The chambers are available in many cases in mangroves or in salt soil. Of the 118,000 Ha used as a camera in 1989, 38,500 were in salt soil and 75% of this ecosystem disappeared. Another 38,000 hectares were made in places where mangroves were formerly, destroying 15% of this ecosystem (CLIRSEN 1987). The mangroves are disappearing faster and faster: In 1984-1987 the annual rate was 1.8% and in 1991 (CLIRSEN 1991).

Why has this happened? There are two reasons, on the technical side it is preferable to locate the pool near the water, thus reducing the pumping costs. The second is unfortunate: In Ecuador, as in Spain, the maritime and terrestrial district is public. Its meaning? In Ecuador (so it was also in Spain) it has no owner and anyone can use it without giving a coin.

In addition, the correction of this process is not easy due to the conditions of this industry in Ecuador. A Ha to Kamaronera only contributes 0.59 tons, very little considering that they contribute more than a ton to Mexico, China or Honduras.
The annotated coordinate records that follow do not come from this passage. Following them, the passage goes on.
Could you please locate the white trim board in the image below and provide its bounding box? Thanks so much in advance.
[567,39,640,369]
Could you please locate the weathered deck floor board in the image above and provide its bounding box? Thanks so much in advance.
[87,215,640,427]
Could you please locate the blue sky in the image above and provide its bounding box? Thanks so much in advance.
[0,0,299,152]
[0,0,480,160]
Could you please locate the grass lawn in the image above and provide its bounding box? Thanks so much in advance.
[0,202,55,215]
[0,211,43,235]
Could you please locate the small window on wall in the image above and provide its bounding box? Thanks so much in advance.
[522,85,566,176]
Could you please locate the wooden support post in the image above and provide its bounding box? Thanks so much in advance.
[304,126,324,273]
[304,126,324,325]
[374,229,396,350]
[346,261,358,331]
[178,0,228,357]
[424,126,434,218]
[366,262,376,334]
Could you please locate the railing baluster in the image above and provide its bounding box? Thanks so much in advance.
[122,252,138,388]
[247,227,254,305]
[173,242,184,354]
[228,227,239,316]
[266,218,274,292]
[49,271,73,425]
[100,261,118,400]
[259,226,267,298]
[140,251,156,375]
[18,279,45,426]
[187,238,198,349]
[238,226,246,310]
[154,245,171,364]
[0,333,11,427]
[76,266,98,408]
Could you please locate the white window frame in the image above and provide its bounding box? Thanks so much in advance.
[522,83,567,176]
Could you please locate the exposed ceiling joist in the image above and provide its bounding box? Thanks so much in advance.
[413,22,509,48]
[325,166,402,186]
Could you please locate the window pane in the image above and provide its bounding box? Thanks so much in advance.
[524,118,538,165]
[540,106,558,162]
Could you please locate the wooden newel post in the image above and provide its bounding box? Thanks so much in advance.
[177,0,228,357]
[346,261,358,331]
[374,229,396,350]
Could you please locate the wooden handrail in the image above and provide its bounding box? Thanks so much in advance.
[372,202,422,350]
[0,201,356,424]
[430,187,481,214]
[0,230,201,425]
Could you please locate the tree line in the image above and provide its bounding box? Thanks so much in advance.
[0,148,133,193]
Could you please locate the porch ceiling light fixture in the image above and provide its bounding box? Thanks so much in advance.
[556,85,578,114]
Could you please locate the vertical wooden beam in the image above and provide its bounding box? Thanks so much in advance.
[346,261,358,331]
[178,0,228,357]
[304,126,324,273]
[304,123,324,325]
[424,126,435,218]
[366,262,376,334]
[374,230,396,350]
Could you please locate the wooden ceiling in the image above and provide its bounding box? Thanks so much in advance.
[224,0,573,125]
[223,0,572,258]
The return of Ecuador is not obtained through productivity, but through the reduction of costs: low investments and low wages (5$ per day or less).

There are technologies to avoid mixing water, to remove the camera. There are also, in theory, laws in favor of mangroves. But as the ideology of most companies is to make money without investment, they have no will to make these changes. The capitalization of companies has changed this situation, but these are exceptions. How will the cameras blues follow?